In olden days, companies like Motorola Inc. (NYSE: MOT) began committing to the transfer of huge portions of their supply requirements (like cellphone manufacturing) to geographically remote regions like China. The argument was that by investing in manufacturing and supply chain creation in a largely undeveloped country where labor costs would be lower than in the US (and by being an early entrant) Motorola would capture the local market share when Chinese people started buying phones. Obviously, the end result proved to be something very different. Motorola is suing former employees and Huawei for IP theft, and its cellphone division is dust.
Concurrent with this globalization trend was the outsourced model, where many manufacturers, both big companies and small, in nearly every end-market segment, started shifting their manufacturing operations to another entity -- the electronics manufacturing services supplier. The trend began with high-volume, low-mix products but eventually came to encompass low-volume, high-mix products like medical and defense/aerospace electronics.
Interestingly, neither of these trends actually originated in the board rooms of the electronics industry, but rather grew to fruition on the trading desks of Wall Street. While they may have made sense to the financial community in theory, unfortunately they made no sense to business in practice. Building electronic products is not like making tennis shoes.
Nonetheless, once the global fever took hold, CEOs throughout the electronics industry were pressured to have an overseas presence. One geography after another was opened for business as the industry chased low labor rates around the globe. Here at Charlie Barnhart & Associates LLC (CBA) we now track more than 28 geographies, a situation clearly spinning out of control. We will be publishing a report next week to our Outsourcing Navigator Council members that profiles 18 more. Even worse, the number of failed supply cases has increased along with geographic expansion. This incongruent convergence of “external & remote” (think ER, as in emergency room!) has brought us to a point where we are now advising 100 percent of our clients to reconsider a regional manufacturing strategy. The objective being threefold:
- Regaining control over the supply chain
- Facilitation of responsiveness to demand shifts
- Reducing carbon footprint
Additionally, we would argue that such strategies as lean manufacturing, while extremely productive and important tools, are impractical in a regionally remote manufacturing model where products are made in one region but sold in another. By way of example, look at what Toyota did in North America, where it didn’t attempt to build an auto market from zero (as Motorola did with cellphones in China) but rather localized manufacturing in support of an already healthy demand for its products within the region.

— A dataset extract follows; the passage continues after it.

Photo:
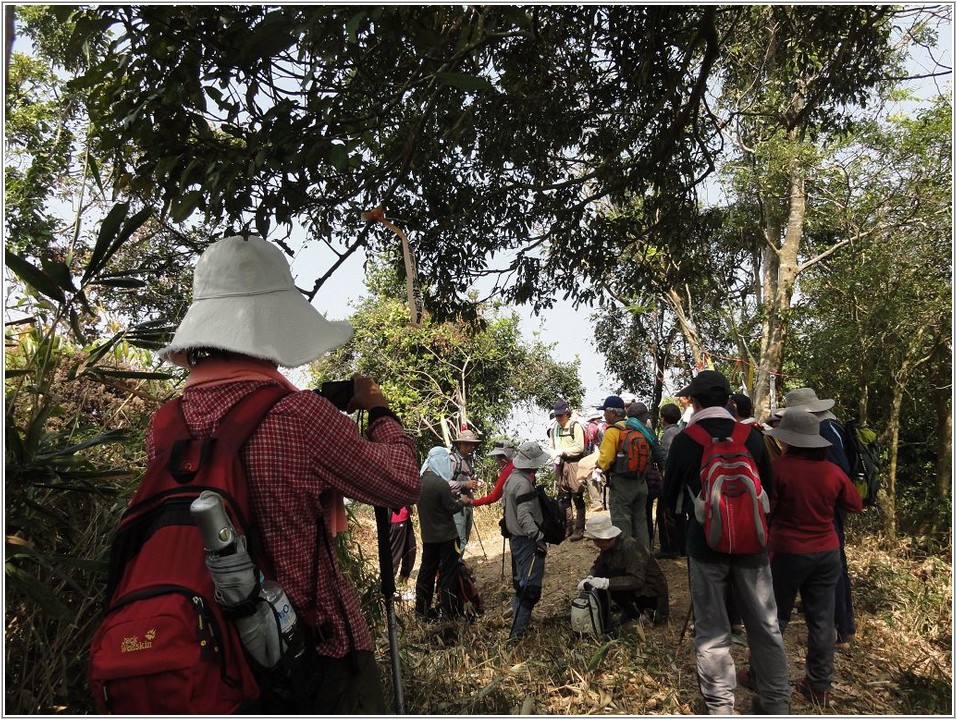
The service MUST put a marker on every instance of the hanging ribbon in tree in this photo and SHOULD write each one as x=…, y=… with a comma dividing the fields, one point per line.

A regional strategy will also help the electronics industry rise from the ashes of this global economic meltdown, as bringing manufacturing geographically closer to design enables innovation. You can argue against this reality forever but the bottom line is that proximity matters, an indisputable if inconvenient truth. Further, OEMs who invest in nurturing a relationship with their regional manufacturing services supplier can recreate this access to historically advantageous insight by levering the vertical model while eliminating most of the expense.

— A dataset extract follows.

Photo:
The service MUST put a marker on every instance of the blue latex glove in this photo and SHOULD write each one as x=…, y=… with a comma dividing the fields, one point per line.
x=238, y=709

The electronics revolution has created undreamed-of potential for connecting individuals to information and empowering them to use that information to their advantage. It has enabled a global community, for good or ill. Having been observers of the industry for several decades, we're confident the next wave of innovation in areas such as robotics, energy, medicine, and information technology will bring even more useful products to markets around the world -- but it’s time to revisit the question of where we’re planning on building them and why we’ve elected to do it that way.